Supervisor System

A collaborative space for Webstaurant Store’s enterprise customers at to manage their orders, spending, and teams

Problem

The Supervisor System enabled customers with multiple businesses or locations to manage orders and spending, but customer feedback revealed that it no longer supported the complexity of growing teams, purchasing workflows, or compliance needs.

Solution

In response, my teammate Kate Renda and I led a full system rewrite, introducing enterprise-level features such as hierarchical team structures, shared assets, spending controls, and clearly defined roles and permissions—all delivered within a scalable, intuitive interface.

Goals

Over a four-month timeline, I collaborated with software engineers and the marketing director.
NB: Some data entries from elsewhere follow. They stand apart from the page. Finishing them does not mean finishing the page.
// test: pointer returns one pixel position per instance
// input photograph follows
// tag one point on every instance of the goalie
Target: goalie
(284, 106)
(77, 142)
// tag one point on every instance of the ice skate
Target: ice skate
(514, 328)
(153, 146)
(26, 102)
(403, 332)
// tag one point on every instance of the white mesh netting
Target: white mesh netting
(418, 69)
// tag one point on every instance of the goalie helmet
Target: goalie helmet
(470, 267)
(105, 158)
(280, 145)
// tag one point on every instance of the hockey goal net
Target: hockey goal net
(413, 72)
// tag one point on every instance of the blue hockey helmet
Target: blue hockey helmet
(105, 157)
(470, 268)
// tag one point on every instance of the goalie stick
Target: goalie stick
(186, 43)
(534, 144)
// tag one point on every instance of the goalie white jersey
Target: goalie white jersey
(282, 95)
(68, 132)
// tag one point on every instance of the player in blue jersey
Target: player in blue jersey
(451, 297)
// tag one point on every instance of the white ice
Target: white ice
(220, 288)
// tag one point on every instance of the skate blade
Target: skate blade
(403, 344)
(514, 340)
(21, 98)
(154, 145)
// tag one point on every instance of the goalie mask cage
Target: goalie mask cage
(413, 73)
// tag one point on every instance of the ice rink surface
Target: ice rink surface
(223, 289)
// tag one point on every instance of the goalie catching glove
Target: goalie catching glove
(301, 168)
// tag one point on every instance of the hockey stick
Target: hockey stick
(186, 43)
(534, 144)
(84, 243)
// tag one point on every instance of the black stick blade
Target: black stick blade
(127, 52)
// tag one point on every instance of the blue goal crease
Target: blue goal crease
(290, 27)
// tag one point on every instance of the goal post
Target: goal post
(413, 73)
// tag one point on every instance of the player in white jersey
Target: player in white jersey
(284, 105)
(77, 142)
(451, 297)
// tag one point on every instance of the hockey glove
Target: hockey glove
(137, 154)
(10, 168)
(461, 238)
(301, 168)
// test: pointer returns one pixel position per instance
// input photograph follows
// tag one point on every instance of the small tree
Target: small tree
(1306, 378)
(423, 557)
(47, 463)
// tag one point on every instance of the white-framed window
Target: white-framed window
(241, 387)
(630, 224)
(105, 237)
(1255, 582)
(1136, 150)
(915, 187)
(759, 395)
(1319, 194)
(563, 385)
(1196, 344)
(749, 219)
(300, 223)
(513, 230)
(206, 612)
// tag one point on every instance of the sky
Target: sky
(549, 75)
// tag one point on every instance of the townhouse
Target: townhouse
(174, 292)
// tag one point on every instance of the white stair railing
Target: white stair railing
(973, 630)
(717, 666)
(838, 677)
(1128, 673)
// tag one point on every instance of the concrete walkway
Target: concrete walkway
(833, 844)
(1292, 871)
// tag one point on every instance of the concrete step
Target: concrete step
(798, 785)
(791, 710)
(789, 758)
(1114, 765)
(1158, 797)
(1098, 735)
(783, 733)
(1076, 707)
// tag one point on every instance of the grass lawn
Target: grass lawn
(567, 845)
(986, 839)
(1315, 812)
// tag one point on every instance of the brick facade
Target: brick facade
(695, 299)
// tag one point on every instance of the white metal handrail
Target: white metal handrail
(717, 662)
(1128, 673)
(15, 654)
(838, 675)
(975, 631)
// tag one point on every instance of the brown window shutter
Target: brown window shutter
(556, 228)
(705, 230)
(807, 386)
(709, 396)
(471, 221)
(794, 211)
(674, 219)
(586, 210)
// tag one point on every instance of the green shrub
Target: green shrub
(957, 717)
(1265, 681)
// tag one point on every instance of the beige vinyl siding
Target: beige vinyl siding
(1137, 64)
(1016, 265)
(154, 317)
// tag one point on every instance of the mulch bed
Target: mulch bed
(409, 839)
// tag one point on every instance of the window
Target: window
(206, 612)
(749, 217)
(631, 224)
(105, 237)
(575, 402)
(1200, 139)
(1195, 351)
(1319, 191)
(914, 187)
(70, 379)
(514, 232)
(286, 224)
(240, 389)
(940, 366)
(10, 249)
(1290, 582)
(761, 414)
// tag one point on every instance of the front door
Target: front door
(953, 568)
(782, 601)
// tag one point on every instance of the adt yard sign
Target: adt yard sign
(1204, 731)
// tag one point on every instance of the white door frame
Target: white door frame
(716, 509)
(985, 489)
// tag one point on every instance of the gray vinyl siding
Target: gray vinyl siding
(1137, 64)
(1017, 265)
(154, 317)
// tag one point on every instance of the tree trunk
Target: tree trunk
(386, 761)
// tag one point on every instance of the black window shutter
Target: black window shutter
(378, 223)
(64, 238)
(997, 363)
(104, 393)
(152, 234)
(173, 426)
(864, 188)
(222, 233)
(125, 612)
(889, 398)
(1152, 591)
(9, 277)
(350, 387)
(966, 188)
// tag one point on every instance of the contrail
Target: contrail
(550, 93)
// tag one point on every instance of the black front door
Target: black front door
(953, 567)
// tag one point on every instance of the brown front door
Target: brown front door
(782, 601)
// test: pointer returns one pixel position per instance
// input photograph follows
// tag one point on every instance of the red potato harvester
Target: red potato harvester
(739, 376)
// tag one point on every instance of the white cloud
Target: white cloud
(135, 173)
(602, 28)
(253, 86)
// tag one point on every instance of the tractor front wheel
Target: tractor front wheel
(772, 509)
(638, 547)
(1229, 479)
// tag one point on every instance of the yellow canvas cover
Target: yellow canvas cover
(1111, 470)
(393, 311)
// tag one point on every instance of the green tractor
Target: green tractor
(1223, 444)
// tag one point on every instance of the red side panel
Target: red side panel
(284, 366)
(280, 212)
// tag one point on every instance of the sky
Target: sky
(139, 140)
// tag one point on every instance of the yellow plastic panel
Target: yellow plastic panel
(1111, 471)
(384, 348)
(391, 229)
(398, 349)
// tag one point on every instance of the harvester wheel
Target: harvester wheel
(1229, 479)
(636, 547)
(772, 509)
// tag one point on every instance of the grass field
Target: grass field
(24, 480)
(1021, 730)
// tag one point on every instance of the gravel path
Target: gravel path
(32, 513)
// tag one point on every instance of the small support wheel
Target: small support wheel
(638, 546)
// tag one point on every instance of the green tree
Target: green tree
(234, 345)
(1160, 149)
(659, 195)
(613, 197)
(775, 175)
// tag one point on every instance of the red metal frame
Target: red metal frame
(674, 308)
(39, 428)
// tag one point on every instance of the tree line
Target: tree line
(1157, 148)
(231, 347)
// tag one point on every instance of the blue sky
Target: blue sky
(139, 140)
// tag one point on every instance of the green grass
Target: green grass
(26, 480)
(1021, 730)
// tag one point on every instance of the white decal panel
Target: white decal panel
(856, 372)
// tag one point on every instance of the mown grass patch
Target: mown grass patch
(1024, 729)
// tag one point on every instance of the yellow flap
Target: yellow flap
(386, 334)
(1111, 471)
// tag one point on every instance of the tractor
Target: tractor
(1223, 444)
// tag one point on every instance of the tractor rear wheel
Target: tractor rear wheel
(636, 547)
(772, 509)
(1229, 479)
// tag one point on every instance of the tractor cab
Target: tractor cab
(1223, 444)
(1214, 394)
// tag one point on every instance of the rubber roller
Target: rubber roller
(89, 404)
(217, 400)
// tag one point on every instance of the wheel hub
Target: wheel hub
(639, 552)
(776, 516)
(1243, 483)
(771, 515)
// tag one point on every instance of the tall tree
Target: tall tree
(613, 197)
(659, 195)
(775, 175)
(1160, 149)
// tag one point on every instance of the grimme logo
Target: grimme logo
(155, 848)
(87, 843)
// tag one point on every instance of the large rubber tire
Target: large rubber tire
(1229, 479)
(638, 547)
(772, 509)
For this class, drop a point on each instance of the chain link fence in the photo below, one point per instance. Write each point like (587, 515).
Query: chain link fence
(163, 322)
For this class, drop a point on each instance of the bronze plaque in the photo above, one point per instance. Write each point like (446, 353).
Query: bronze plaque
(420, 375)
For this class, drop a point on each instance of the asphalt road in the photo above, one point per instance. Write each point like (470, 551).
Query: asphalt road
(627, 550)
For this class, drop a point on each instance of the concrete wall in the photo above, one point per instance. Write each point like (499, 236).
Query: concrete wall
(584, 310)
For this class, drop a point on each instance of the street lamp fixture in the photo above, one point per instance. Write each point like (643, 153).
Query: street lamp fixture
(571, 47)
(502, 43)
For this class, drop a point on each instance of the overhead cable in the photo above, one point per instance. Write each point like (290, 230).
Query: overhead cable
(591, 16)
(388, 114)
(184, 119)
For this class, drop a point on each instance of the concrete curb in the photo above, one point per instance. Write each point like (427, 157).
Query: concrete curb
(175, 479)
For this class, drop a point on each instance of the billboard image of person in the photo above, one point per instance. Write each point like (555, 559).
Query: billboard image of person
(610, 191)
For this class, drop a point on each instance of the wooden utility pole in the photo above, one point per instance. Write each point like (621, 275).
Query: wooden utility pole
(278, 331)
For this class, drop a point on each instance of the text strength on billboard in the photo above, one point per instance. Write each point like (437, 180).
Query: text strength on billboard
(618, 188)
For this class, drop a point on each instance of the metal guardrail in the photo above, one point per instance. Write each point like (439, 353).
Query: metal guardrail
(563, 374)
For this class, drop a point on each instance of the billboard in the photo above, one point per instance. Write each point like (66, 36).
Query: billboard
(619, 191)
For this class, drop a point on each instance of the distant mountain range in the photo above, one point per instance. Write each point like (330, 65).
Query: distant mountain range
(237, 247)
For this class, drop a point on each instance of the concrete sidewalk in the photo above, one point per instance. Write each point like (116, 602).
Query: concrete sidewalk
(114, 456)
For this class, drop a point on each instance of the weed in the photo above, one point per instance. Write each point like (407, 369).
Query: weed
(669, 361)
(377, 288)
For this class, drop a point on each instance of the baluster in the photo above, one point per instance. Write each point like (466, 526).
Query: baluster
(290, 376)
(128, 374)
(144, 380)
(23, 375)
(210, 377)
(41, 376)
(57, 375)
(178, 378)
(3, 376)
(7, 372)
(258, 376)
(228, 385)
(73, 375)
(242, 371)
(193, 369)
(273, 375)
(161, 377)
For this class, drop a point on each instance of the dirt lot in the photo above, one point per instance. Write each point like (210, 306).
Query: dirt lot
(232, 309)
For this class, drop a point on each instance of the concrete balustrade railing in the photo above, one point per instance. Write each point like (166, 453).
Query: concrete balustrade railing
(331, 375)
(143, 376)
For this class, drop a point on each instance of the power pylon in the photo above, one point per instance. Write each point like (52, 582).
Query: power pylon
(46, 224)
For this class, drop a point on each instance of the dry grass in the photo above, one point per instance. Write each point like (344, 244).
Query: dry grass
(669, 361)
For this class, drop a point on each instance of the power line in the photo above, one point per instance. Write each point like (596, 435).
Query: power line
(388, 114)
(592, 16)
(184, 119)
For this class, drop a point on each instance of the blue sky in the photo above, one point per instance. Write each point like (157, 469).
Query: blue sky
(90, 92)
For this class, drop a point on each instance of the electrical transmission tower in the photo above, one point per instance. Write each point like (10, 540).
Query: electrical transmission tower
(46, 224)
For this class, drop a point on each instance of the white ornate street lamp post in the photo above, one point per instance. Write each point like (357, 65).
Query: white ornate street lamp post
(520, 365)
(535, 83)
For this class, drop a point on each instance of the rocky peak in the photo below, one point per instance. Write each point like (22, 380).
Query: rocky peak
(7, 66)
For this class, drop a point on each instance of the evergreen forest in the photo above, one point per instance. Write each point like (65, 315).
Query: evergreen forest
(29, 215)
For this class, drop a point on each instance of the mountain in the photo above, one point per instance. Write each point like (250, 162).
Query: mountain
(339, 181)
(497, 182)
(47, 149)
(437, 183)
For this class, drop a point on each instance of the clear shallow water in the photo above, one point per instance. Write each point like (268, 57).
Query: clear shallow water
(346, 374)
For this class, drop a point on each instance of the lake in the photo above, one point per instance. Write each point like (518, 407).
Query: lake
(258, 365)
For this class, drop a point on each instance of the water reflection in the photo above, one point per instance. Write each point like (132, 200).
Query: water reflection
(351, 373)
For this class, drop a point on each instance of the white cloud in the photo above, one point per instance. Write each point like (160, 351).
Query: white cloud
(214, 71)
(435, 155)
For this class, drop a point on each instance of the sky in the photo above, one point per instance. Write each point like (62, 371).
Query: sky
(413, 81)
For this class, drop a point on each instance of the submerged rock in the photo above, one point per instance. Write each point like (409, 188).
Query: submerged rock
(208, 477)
After informally gathering feedback from managers and retail employees about their vision for a wiki that could scale with growth, the marketing director and I defined the project goals.
Create a tiered structure to support multiple teams within an enterprise
Support shared assets, including addresses, payment methods, and membership subscriptions
Refresh the existing UI to support new, complex interactions and features

Simple Experience, Complex UI

The core challenge was turning complex, data-heavy UX into a simple, intuitive UI for non-technical users. I designed compact, modular visual elements that could display interactive data clearly without overwhelming the interface.

Mobile Experience

User interviews showed that most customers used the system on desktop. I prioritized the desktop experience, carefully choosing which information and actions to surface and which to hide on mobile, ensuring the design scaled cleanly across devices.
Overcoming Mistakes
Early UI decisions slowed progress, including skipping wireframes and using cards where tables were more appropriate. These setbacks reinforced the importance of evidence-based design and aligning solutions with user expectations—even when challenging initial direction.
Applying these lessons, I partnered closely with development and stakeholders to iterate and release the MVP in phases. This approach reduced ambiguity, improved cross-functional collaboration, and kept the project moving forward on a realistic timeline.